La situation du Québec évolue dans le sens inverse de ce que l’on observe en Ontario et en Colombie-Britannique. En raison d’investissements importants de groupes comme Réseau Sélection, Chartwell et le Groupe Maurice, qui misent sur des complexes à forte densité. Le taux d’inoccupation moyen de la province s’est somme toute accru de 10%, pour atteindre aujourd’hui 6,9%.


Cette situation n’inquiète guère Kevin Hughes, économiste régional de la SCHL pour le Québec, en raison surtout de l’arrivée prochaine des premiers baby-boomers dans le groupe d’âge des «75 ans et plus» (considéré comme l’âge moyen d’entrée en résidence) qui aura un effet stimulant sur la demande. «Au-delà des variations observées d’une année à l’autre, la tendance de fond demeure et il est à prévoir que les grands groupes sauront s’ajuster en conséquence.»


Réalités variables dans les régions du Québec


Il importe cependant de préciser qu’il existe des différences importantes entre les différentes régions du Québec. Les régions présentant les conditions de marché les plus avantageuses pour les investisseurs de ce secteur sont Lanaudière, avec un taux d’inoccupation des places standards de 3,5%, suivie du Bas-Saint-Laurent avec un taux de 4,5%, et des régions de Gatineau et du Saguenay/Lac-Saint-Jean avec des taux respectifs de 5,4% et 5,5%.


À l’opposé, c’est en Estrie que l’offre privée est la plus abondante par rapport à la demande. Dans cette région, le taux d’inoccupation des places standards s’élèvent à 12,6%, et à 11,9% dans la seule ville de Sherbrooke (territoire d’avant la fusion). Suit de loin ensuite la Région métropolitaine de recensement (RMR) de Trois-Rivières, avec un taux d’inoccupation de 9,7%, soit l’équivalent à peu de chose près de la moyenne provinciale ontarienne.


Dans la grande région de Montréal (RMR de Montréal), le taux d’inoccupation moyen s’établit à 6,5%, avec une moyenne de 8,4% pour l’ensemble de l’Île de Montréal. C’est dans le Centre de l’île que le taux d’inoccupation est le plus élevé, tandis que Laval présente le marché le plus serré de la RMR avec un taux d’inoccupation de seulement 2,7%.


Dans la RMR de Québec, la multiplication de nombreux projets de résidences pour personnes âgées ont modifié le portrait de manière importante en 12 mois. Le taux d’inoccupation a bondi de 50%, passant de 5% à 7,6%.  La variation la plus marquée se trouve dans les quartiers de Sainte-Foy et Sillery, où le taux d’inoccupation des résidences pour aînés est passé en un an de 6,9% à 11,4%.


Des loyers de 1 729$ à 3 180$


De même manière, le loyer mensuel varie énormément d’une région à une autre, et en fonction des services offerts par les résidences.

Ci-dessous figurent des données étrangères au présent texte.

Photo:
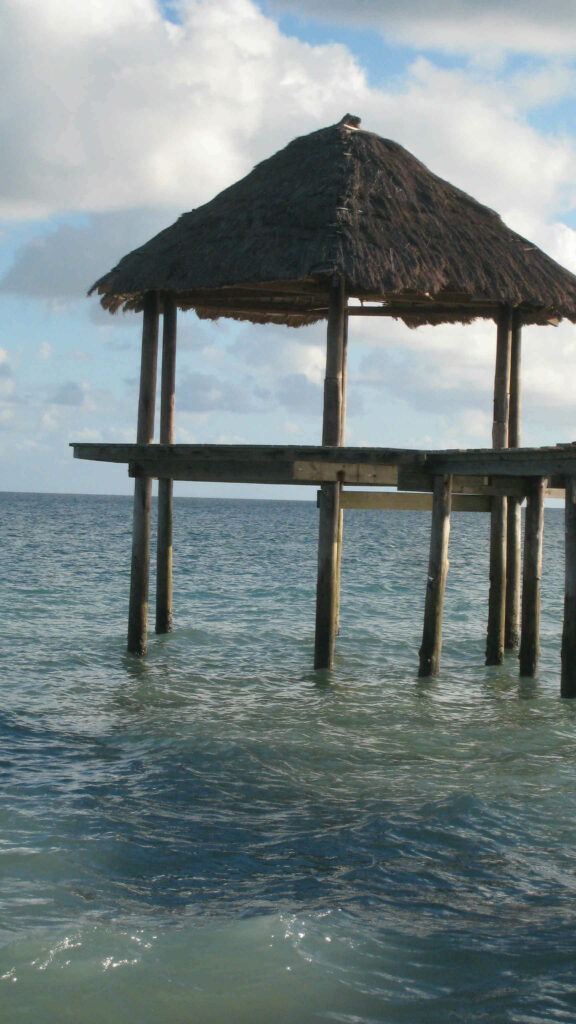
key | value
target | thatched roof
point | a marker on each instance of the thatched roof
(342, 201)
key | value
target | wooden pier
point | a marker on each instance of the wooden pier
(342, 224)
(440, 481)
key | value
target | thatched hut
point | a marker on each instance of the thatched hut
(343, 202)
(337, 215)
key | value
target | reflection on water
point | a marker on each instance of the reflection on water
(219, 834)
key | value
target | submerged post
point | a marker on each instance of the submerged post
(438, 570)
(341, 441)
(568, 679)
(497, 593)
(137, 614)
(533, 531)
(165, 486)
(327, 582)
(513, 525)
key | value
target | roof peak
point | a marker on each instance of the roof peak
(350, 121)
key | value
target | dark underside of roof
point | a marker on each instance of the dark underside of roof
(346, 203)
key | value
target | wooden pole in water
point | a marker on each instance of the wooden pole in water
(438, 570)
(165, 486)
(497, 594)
(327, 583)
(513, 526)
(137, 614)
(341, 438)
(533, 531)
(568, 679)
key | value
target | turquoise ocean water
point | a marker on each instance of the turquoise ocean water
(220, 835)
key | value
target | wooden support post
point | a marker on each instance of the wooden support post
(137, 614)
(513, 527)
(438, 570)
(165, 486)
(498, 516)
(568, 680)
(341, 441)
(327, 585)
(534, 527)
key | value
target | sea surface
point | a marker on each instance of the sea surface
(218, 835)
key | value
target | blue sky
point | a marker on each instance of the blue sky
(116, 117)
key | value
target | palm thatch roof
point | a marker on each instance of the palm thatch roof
(342, 201)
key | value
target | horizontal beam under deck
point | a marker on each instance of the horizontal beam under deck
(483, 471)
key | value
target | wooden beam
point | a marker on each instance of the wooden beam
(139, 572)
(257, 460)
(438, 569)
(341, 438)
(497, 592)
(568, 679)
(165, 485)
(513, 525)
(327, 598)
(312, 472)
(498, 515)
(533, 530)
(411, 501)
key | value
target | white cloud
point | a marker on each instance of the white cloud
(109, 105)
(525, 26)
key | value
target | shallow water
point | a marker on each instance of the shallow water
(219, 834)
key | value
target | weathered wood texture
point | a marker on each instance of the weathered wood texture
(568, 679)
(497, 591)
(513, 525)
(513, 572)
(275, 464)
(327, 590)
(413, 502)
(333, 404)
(502, 380)
(139, 572)
(327, 582)
(533, 532)
(165, 486)
(438, 569)
(341, 436)
(498, 516)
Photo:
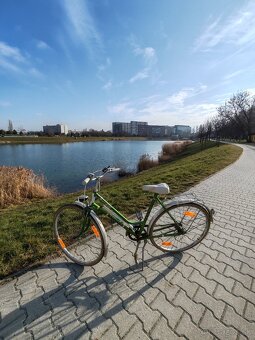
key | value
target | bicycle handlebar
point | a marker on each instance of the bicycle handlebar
(91, 175)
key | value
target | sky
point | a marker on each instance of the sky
(88, 63)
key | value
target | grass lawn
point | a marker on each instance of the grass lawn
(26, 233)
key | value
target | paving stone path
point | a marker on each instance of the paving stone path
(205, 293)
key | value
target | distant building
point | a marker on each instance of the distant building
(119, 128)
(252, 126)
(136, 128)
(182, 131)
(132, 128)
(59, 129)
(159, 131)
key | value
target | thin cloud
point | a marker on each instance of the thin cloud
(5, 104)
(42, 45)
(107, 86)
(149, 57)
(80, 24)
(12, 60)
(11, 53)
(237, 30)
(140, 76)
(232, 75)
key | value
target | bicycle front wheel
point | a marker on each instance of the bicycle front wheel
(79, 235)
(179, 227)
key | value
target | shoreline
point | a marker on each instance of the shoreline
(64, 140)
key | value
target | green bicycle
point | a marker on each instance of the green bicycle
(175, 227)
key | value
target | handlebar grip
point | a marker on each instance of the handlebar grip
(106, 168)
(86, 181)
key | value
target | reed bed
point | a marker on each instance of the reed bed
(18, 184)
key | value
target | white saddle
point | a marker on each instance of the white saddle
(161, 188)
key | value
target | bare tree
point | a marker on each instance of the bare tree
(10, 126)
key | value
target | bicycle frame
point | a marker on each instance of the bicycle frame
(100, 204)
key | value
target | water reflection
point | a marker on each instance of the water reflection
(65, 165)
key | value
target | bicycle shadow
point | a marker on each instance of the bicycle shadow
(89, 294)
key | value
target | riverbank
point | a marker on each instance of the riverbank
(60, 139)
(26, 236)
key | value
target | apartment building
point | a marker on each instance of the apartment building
(58, 129)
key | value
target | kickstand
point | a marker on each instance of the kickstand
(145, 242)
(135, 253)
(136, 250)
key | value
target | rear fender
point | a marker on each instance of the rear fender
(184, 201)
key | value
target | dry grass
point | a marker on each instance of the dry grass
(18, 184)
(146, 162)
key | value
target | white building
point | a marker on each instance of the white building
(59, 129)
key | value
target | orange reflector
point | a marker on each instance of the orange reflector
(190, 214)
(95, 231)
(61, 243)
(167, 243)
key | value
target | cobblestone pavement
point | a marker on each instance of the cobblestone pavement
(207, 292)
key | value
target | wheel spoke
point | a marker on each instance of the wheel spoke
(193, 222)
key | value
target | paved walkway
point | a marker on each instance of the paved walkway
(205, 293)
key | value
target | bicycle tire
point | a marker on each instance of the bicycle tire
(79, 235)
(194, 222)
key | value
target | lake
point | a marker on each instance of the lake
(66, 165)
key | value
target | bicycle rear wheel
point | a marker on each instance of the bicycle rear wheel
(179, 227)
(79, 235)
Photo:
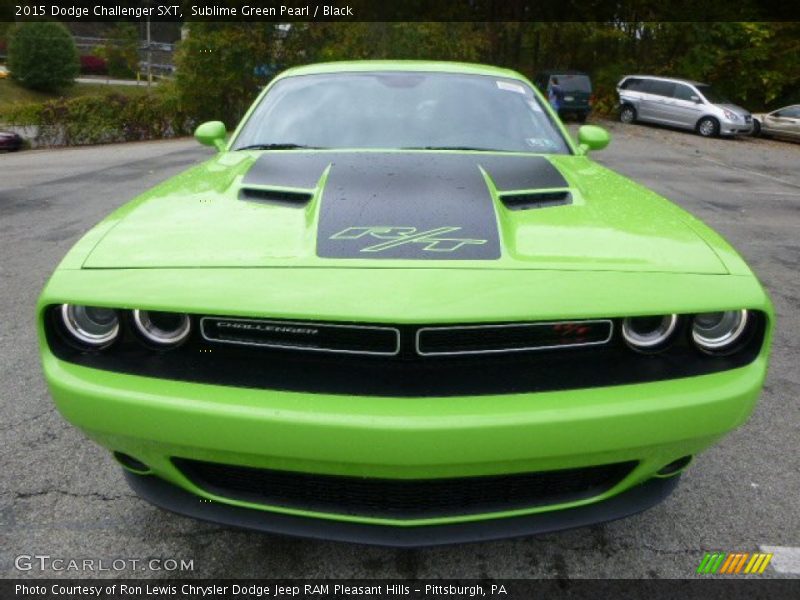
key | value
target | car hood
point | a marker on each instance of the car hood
(427, 209)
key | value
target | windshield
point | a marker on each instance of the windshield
(401, 110)
(712, 95)
(575, 83)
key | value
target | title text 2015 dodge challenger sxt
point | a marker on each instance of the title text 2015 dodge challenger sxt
(402, 306)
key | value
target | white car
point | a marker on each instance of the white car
(680, 103)
(783, 123)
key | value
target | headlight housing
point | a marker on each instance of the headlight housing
(164, 329)
(649, 334)
(731, 116)
(719, 332)
(91, 326)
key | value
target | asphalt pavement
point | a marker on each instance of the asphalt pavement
(62, 496)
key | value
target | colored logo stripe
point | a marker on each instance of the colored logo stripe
(733, 563)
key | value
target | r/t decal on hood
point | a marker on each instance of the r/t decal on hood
(405, 205)
(433, 240)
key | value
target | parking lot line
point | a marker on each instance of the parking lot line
(786, 559)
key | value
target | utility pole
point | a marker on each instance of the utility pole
(149, 54)
(148, 4)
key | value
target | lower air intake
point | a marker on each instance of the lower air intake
(401, 498)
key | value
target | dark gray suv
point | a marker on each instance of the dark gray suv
(680, 103)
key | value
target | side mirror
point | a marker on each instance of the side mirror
(592, 137)
(211, 133)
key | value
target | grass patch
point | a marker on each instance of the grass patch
(11, 93)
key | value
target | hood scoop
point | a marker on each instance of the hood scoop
(298, 198)
(533, 199)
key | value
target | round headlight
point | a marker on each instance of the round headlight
(91, 325)
(648, 333)
(162, 328)
(719, 332)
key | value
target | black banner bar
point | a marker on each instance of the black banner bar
(287, 11)
(732, 588)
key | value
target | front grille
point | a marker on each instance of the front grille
(254, 362)
(484, 339)
(309, 336)
(400, 498)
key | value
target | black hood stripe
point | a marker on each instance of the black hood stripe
(406, 205)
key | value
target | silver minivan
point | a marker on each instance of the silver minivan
(680, 103)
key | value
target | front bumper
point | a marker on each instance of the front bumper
(173, 498)
(155, 420)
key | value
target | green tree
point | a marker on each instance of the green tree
(42, 56)
(220, 68)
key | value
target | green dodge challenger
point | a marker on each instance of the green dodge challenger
(402, 306)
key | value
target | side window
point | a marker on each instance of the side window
(661, 88)
(684, 92)
(633, 84)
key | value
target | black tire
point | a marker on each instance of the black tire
(708, 127)
(627, 114)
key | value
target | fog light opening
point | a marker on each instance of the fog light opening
(675, 467)
(131, 464)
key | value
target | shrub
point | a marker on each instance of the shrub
(42, 56)
(93, 65)
(102, 119)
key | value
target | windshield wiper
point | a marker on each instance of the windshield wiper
(281, 146)
(473, 148)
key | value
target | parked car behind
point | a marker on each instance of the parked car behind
(10, 141)
(577, 88)
(783, 123)
(681, 103)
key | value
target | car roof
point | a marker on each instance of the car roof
(673, 79)
(420, 66)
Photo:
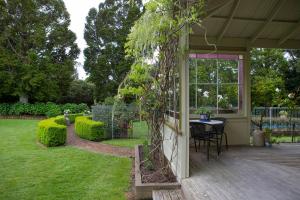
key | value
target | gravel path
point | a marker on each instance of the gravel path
(74, 140)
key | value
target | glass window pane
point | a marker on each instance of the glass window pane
(206, 71)
(228, 98)
(228, 71)
(207, 96)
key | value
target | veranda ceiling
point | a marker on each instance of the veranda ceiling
(241, 24)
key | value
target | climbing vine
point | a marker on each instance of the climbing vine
(154, 43)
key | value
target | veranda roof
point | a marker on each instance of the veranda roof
(242, 24)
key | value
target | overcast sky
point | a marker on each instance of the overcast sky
(78, 11)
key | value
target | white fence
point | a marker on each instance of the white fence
(272, 119)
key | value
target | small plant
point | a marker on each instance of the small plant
(268, 136)
(147, 159)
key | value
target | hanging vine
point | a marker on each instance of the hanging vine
(154, 43)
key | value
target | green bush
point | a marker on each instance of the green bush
(60, 120)
(89, 129)
(52, 132)
(4, 108)
(48, 109)
(72, 117)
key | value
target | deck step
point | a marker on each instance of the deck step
(167, 195)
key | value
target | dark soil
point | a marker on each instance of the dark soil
(22, 117)
(98, 147)
(160, 174)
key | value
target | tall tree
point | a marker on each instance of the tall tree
(37, 50)
(105, 33)
(292, 73)
(267, 74)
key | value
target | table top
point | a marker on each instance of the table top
(210, 122)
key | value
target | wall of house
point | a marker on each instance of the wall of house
(175, 151)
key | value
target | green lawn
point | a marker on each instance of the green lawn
(30, 171)
(283, 139)
(140, 132)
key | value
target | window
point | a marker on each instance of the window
(173, 94)
(216, 82)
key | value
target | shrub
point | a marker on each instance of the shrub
(52, 132)
(72, 117)
(89, 129)
(4, 108)
(49, 109)
(60, 120)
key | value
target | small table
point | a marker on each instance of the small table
(210, 122)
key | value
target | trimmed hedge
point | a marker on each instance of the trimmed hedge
(72, 117)
(52, 132)
(48, 109)
(88, 129)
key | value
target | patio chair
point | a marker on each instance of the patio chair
(199, 133)
(220, 131)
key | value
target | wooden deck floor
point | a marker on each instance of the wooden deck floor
(245, 173)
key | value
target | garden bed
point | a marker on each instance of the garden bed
(154, 180)
(22, 117)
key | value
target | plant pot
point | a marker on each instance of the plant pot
(258, 138)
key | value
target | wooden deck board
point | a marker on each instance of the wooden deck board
(245, 173)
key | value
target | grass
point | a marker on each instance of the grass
(285, 139)
(139, 135)
(30, 171)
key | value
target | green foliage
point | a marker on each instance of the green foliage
(37, 49)
(267, 74)
(51, 132)
(268, 134)
(105, 33)
(54, 110)
(147, 156)
(29, 171)
(263, 89)
(89, 129)
(48, 109)
(80, 91)
(72, 117)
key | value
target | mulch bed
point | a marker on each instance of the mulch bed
(74, 140)
(160, 173)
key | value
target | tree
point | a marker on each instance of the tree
(292, 74)
(37, 50)
(267, 74)
(106, 31)
(80, 91)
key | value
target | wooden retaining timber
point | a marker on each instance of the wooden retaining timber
(144, 190)
(167, 195)
(30, 117)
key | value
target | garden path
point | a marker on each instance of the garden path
(74, 140)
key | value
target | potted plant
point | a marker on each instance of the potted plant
(267, 136)
(283, 114)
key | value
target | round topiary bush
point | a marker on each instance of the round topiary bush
(88, 129)
(52, 131)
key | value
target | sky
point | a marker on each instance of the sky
(78, 11)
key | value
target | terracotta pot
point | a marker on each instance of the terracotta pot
(258, 138)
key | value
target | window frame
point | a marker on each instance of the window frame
(242, 81)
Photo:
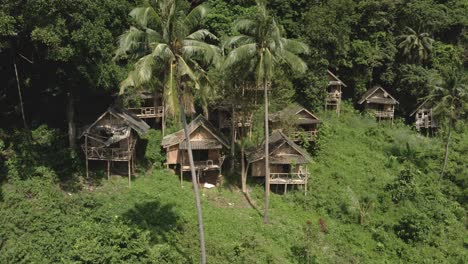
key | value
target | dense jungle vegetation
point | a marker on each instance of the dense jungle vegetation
(376, 192)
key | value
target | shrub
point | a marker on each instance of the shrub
(154, 153)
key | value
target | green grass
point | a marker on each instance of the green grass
(156, 218)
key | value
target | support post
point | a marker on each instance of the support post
(86, 156)
(108, 169)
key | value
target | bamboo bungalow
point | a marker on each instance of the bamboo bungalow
(151, 106)
(380, 102)
(221, 116)
(424, 118)
(303, 123)
(287, 161)
(207, 147)
(112, 138)
(333, 100)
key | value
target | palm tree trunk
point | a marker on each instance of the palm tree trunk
(233, 140)
(194, 181)
(71, 120)
(446, 150)
(267, 152)
(20, 95)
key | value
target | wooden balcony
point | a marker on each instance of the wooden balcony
(289, 178)
(299, 135)
(148, 112)
(384, 114)
(333, 97)
(114, 154)
(204, 165)
(241, 122)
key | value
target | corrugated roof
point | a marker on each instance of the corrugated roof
(179, 136)
(130, 119)
(276, 140)
(291, 110)
(372, 91)
(337, 80)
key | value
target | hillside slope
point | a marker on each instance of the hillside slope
(374, 197)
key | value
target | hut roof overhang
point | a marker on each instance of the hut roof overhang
(425, 104)
(131, 121)
(373, 90)
(336, 80)
(294, 110)
(277, 140)
(178, 138)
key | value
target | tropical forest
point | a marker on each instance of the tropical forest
(234, 131)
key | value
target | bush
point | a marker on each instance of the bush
(153, 152)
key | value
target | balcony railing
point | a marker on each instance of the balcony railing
(241, 122)
(289, 178)
(148, 112)
(204, 164)
(384, 114)
(100, 153)
(307, 135)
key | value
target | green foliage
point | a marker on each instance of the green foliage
(154, 152)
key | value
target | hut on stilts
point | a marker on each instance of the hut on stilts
(333, 99)
(287, 162)
(208, 146)
(424, 118)
(380, 103)
(112, 138)
(301, 124)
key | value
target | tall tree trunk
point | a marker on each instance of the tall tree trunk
(244, 172)
(233, 140)
(446, 150)
(20, 95)
(267, 158)
(71, 120)
(194, 181)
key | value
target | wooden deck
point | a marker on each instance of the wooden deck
(203, 165)
(307, 135)
(148, 112)
(384, 114)
(113, 154)
(289, 178)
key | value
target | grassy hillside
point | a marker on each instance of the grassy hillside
(374, 197)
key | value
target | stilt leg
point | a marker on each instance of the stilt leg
(108, 170)
(87, 168)
(129, 174)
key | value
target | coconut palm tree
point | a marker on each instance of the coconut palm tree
(170, 46)
(261, 47)
(416, 46)
(449, 96)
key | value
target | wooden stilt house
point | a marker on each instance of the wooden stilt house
(151, 107)
(333, 100)
(297, 123)
(380, 102)
(287, 161)
(222, 116)
(112, 138)
(424, 117)
(207, 147)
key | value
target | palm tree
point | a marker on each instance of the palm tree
(169, 45)
(261, 47)
(449, 96)
(416, 46)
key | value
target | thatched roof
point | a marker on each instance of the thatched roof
(278, 139)
(426, 103)
(378, 100)
(129, 119)
(200, 121)
(293, 110)
(336, 80)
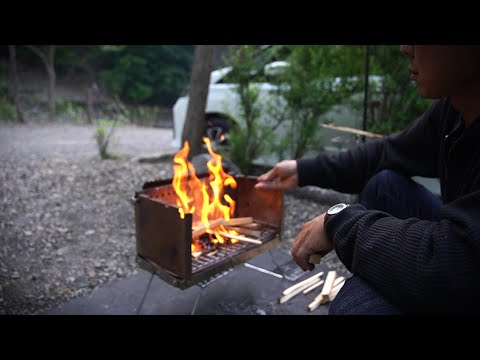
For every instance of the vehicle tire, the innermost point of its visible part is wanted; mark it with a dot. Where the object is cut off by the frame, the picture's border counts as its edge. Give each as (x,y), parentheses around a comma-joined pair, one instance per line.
(217,129)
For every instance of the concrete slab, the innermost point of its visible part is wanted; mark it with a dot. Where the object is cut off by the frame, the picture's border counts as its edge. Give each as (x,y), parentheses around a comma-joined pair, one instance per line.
(242,291)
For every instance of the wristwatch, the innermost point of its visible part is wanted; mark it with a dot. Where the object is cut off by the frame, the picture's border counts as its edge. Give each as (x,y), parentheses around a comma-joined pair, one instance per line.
(334,210)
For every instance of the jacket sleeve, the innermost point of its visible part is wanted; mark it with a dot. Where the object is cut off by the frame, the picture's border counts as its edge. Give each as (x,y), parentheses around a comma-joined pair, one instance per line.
(421,266)
(412,152)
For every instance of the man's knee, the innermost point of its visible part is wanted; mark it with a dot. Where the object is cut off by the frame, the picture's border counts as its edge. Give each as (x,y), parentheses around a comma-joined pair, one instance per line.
(378,186)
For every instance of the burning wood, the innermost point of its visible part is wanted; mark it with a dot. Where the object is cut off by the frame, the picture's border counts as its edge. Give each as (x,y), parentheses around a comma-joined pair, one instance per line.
(200,229)
(245,231)
(240,238)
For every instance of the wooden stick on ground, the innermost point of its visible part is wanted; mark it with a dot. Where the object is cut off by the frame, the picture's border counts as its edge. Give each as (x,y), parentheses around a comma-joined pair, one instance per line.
(301,283)
(352,130)
(298,290)
(313,287)
(322,299)
(329,283)
(239,221)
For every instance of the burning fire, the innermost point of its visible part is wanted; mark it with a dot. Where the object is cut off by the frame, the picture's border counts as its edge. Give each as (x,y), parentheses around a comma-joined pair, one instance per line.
(206,201)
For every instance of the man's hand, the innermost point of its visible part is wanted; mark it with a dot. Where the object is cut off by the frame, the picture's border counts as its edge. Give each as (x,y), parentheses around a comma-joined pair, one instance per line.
(312,239)
(283,176)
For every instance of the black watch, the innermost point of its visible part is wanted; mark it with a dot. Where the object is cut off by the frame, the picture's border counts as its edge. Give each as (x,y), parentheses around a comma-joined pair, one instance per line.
(334,210)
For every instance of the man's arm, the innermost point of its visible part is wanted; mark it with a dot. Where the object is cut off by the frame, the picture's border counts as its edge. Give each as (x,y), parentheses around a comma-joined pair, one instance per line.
(421,266)
(412,152)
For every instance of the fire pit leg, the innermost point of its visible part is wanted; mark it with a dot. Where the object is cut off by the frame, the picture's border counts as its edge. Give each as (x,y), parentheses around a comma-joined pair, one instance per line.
(202,288)
(205,283)
(145,295)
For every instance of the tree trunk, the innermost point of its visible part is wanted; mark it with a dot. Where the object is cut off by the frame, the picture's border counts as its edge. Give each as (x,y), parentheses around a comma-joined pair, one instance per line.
(51,82)
(195,123)
(49,61)
(14,81)
(89,106)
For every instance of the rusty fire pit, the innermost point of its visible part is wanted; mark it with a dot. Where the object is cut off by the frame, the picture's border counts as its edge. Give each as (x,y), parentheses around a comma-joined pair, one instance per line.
(164,239)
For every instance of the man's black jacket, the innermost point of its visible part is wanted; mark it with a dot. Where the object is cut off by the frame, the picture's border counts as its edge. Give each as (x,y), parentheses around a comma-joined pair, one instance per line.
(421,266)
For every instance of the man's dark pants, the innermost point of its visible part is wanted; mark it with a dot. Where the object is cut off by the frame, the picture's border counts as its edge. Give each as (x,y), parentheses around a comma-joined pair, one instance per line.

Néanmoins, la SCHL arrive à la conclusion que le loyer moyen d’une place standard s’établit à 1 729$ dans la province du Québec.


Selon l’organisme, la région de Lanaudière présente le loyer moyen le moins élevé (1 431$ par mois) de la province, tandis que c’est dans la RMR de Gatineau qu’il est le plus élevé, à 2 094$ par mois pour une place standard.


Le loyer moyen pour les places avec soins dits «assidus» (au moins 1h30 de soins par jour), pour les résidents en perte d’autonomie, est demeuré stable lui,  à 3 180 $ par mois.  Ce segment de marché, aussi appelé à croître rapidement, représente actuellement 10% du marché de Montréal et pas moins de 17% de celui de Québec.


 


Tableau : Les cinq grands propriétaires de résidences pour aînés au Québec*


1) Chartwell :                         9 810 unités
2) Réseau ­Sélection               9 214 unités  
3) Groupe ­Maurice                 7 576 unités  
4) Cogir                               7 480 unités
5) Groupe ­Savoie                   5 646 unités   


*Le nombre d’unités, tel que mesuré en décembre 2017, exprime le nombre logements qu’on retrouve dans les centres pour retraités, tout en excluant les chambres et les unités de soins de longue durée.